A new predator has been spotted in New York City, known as the lanternfly.
New York residence Damian Biollo went to Hudson Yards with his wife to meet up with a drawing group, when he noticed something out of context and quite beautiful.
At that moment, Mr Biollo knew that he was in the presence of something insidious. After two attempts, he managed to squash it.
As a software engineer who follows a lot of naturalists online, Mr Biollo correctly identified what he was looking at as a spotted lanternfly.
The invasive pest from Asia had arrived in the United States seven years ago and in New York City last year. After arriving, it immediately landed in the Most Wanted list of local environmentalists.
“I spent 10 minutes stomping around and looking for them, and I killed eight,” Mr Biollo was quoted by the New York Times. He further added that “I honestly felt like I was in a twisted video game. I killed eight and I thought maybe I could get to a high score of 10.”
The beautiful yet tiny creature with two pairs of wings, of which, the front set a pale grey elegantly dotted in black, and the backset smaller and accented in bright red, was a problem because of many reasons.
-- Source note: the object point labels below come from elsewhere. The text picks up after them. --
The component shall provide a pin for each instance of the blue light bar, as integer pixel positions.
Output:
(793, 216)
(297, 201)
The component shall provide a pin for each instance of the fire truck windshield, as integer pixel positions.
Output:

The creature zealously feeds on the sap of more than 70 plant species, leaving them susceptible to disease and destruction from other natural antagonists, threatening to set back the fight against climate change.
In Pennsylvania, the issue is taken so seriously that the state issued a Spotted lanternfly order of quarantine and treatment.
This imposes fines and even potential criminal penalties on anyone who intentionally moves the bug, at any stage of its life, from one sort of location to another via “recreational vehicles, tractors, mowers, grills” as well as “tarps, mobile homes, tile, stone, deck boards” or “fire pits.”
The last time the city faced a threat of this kind was approximately 15 years ago, when the Asian long-horned beetle made its incursions, having entered the country in wooden packing materials.
Half of the trees in New York were vulnerable to it, and the invasion resulted in huge deforestation.
First sighted in Brooklyn in 1996, the beetle was not fully eradicated from the city until 23 years later.
Researchers are currently working on different methods to permanently control the spotted lanternfly population.